しかし、本作の内容が生活に身近なカルチャーに関することだったので、気になって読んでしまいました。

『正しく時代に遅れるために』 という逆説的なタイトルが面白い。
というか、インパクトがある。
時代に遅れないということが、主流になってしまっている日本ですが、流行を追うこと、常に最先端で居続けることっていうのは、逆に言えば、常に過去を見続けていなければ成り立たないことでもある。
良いモノは必ず時間を超越(ワープ)する。
超越した先で、期せずしておきた変革が、また本格として流れていくとしたら、それもまた先端であると言えるかも。

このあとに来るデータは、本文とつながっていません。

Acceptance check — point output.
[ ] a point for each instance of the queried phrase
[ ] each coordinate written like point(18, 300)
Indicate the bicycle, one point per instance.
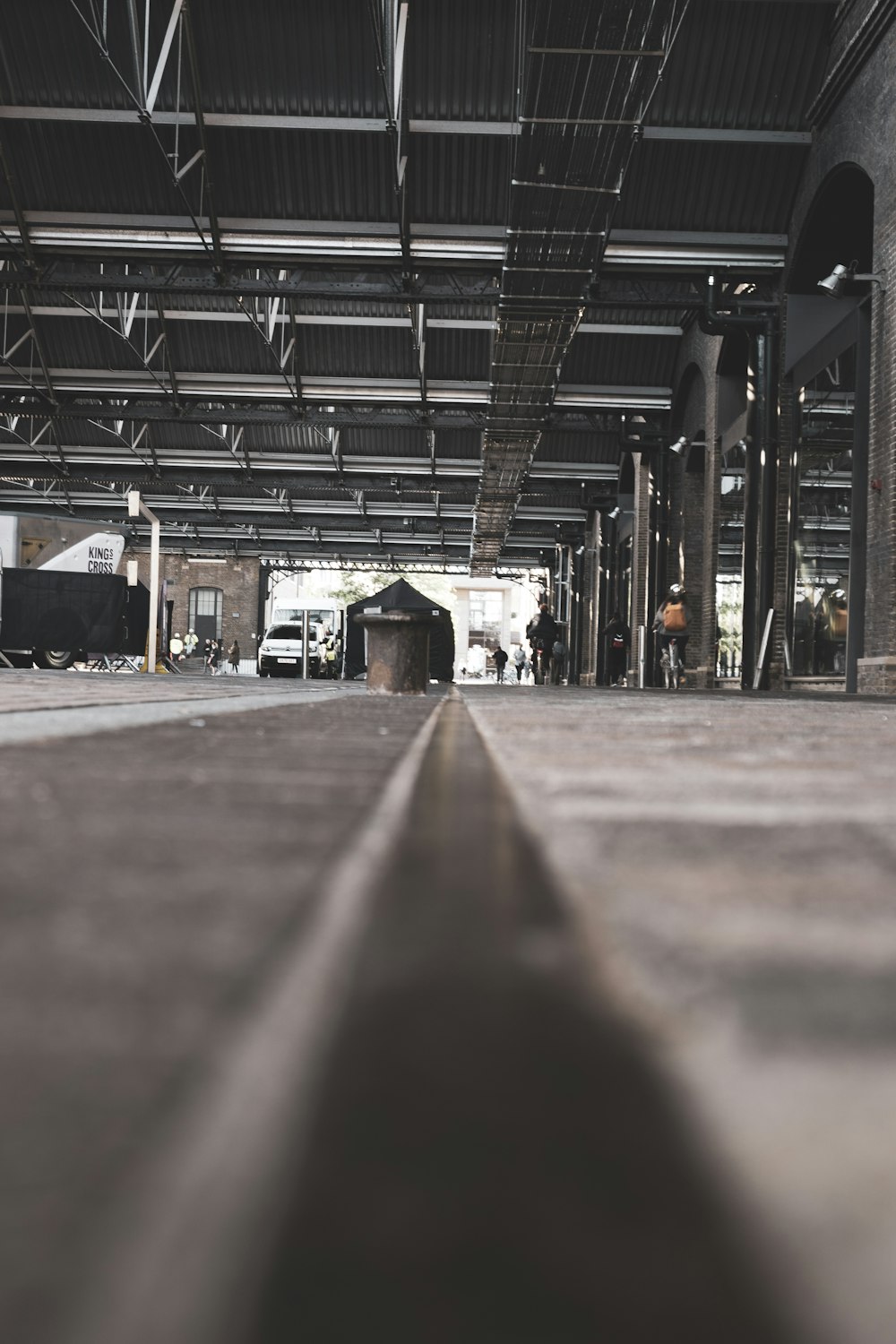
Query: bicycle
point(670, 664)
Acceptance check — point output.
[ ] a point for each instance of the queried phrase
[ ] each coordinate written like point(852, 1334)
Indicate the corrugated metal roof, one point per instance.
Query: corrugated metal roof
point(461, 61)
point(711, 187)
point(458, 354)
point(287, 61)
point(743, 65)
point(630, 360)
point(460, 179)
point(358, 351)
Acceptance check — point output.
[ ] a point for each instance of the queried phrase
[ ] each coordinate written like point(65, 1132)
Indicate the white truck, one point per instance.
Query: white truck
point(282, 650)
point(45, 597)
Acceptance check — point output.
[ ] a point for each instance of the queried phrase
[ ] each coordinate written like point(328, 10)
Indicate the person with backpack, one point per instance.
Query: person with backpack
point(616, 637)
point(519, 661)
point(672, 621)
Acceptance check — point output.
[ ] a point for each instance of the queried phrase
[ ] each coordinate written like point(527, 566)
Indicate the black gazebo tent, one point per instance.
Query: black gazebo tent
point(402, 597)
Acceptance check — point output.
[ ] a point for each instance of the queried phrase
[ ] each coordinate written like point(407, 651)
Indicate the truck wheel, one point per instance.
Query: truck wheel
point(54, 659)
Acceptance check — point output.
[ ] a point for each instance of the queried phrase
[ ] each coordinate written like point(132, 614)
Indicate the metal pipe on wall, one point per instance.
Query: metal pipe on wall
point(858, 529)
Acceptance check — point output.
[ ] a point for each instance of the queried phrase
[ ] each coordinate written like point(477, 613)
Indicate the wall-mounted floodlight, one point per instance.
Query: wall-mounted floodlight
point(842, 276)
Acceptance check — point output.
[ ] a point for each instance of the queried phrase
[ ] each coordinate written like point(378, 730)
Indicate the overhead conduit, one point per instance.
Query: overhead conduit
point(586, 77)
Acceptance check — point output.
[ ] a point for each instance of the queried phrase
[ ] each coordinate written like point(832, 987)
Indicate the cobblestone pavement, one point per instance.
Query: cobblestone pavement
point(723, 867)
point(731, 863)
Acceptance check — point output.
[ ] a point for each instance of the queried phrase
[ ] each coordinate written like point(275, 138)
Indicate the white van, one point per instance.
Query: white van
point(281, 650)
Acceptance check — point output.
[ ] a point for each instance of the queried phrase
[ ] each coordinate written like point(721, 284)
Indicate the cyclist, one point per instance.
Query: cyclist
point(672, 621)
point(541, 633)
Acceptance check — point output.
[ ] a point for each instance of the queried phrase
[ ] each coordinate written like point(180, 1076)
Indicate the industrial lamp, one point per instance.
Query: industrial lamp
point(844, 276)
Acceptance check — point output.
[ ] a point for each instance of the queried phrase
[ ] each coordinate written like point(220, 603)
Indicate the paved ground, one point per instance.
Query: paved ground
point(683, 980)
point(731, 863)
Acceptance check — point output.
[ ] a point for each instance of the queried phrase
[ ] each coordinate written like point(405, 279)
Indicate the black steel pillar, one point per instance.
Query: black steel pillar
point(858, 531)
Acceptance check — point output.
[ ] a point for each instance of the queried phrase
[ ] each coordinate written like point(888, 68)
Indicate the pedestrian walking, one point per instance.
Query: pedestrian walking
point(541, 633)
point(519, 661)
point(616, 637)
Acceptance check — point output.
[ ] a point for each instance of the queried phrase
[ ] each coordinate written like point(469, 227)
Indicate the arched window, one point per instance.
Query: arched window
point(206, 613)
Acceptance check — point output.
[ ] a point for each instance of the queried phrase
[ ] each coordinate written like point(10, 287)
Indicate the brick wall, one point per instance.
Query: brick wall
point(694, 398)
point(238, 580)
point(858, 129)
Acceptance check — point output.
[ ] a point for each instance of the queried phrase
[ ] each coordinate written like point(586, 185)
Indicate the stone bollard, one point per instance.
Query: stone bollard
point(398, 650)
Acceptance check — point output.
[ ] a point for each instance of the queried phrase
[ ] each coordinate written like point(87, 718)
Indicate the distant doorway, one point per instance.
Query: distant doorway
point(206, 613)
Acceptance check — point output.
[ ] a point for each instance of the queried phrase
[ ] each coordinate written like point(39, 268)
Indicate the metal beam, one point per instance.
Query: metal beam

感想は、読んで良かったと、まずはホッと一安心しました。
雑記、映画、小説、文化について、半ページ程度に短く纏められていて、とても読みやすかった。
これを機に、他のエッセイも読みたいと思いました。
読んでいて1番感じたのが、著者と意見が合うというか、感性が似ていると思ってしまった。
たかがわたくしなのに。(o゚c_,゚o) プ
好きだから似たのか、似ていたから好きになったのか。。。
どっちだろ。。。?









※ これ以降ネタバレしてます。


























有栖川センセの小説というのは、本格ミステリであり、 “殺人” をテーマに、誰が、いつ、どのようにして犯罪を犯したのかを、脳みそを総動員して創り上げ、読者に解かせるパズルである。
こう書くと、殺伐とした、不謹慎な小説に思えるが、それに反して、彼の小説というか、文章はとてもソフトで、エレガントなのである。
なので、わたくしの中での彼の勝手なイメージは、とても落ち着いた、平安貴族のようなおっとりした人。

でした。。。

小説の中だけなのかと思いきや、エッセイでもそのイメージは変わらない。

はずだった。。。

よくよく、考えてみれば、人殺しの本を書く人が、おっとりしていると言えるだろうか?
フィクションとはいえ、あの手この手で、登場人物達を血祭りにあげていくんだぞ?
しかも、堂々と読者に、 “さぁ、この謎を解いてみろ” と、仕掛けてくるのだから。
大胆で、自信家で、挑戦的(ユーモアがある)な人ではないか。
そうなのだ。
彼が綴る文章は、優雅であっても、性格は想像していたのとはちょっとだけ違うよう。
本文「時代遅れということ」や、「ワイルドで行こう!」を読むとよくわかる。
ハードロック好きで、B’zをカラオケで熱唱し、ボーリングで男気を見せるのである。
い、意外だ。
想定外にもほどがある、かなり男らしい男ではないか。
わたくしの中の優男像が、ぐわしっと音立てて壊された感じです。(´ー`)┌
こんな面白く、笑えるエッセイばかり書いているわけではもちろんないです。
真面目な事を、真面目に書いている、生真面目さんでもある。(アタリマエダケド)
しかし、ご本人はどうなのかわかりませんが、わたくしが受けた印象は、本心で語っている部分と、そうでない部分(いわゆる大人の事情ってやつ)がある。
気がする。 あくまでもわたくしの主観ですけど。
ただ、物書きとしての彼は、とても厳しい。
本格ミステリの未来を真剣に憂いていたり、時に痛烈に批評もする。
そんなエッセイを読んでいるうちに、なるほど、そうかそうか、それで彼の中にある明と暗は、それぞれ2人のキャラクターに投影されているんだな。
などと、勝手に想像しちゃいました。(´ー`)┌


特にオススメのエッセイは、 「六段階の距離」 、 「オススメされる私」 、 「時代遅れということ」 、 「ワイルドで行こう!」 かな。
「オススメされる私」 は、WEBサイト・Amazonの自動的に本を薦めるシステムについて書いているのですが、タイトルもそうだけど、着眼点がミステリ作家らしくて面白いです。










(  ゚_ゝ゚) { 『たかが私なのに。』 自虐と謙遜の間。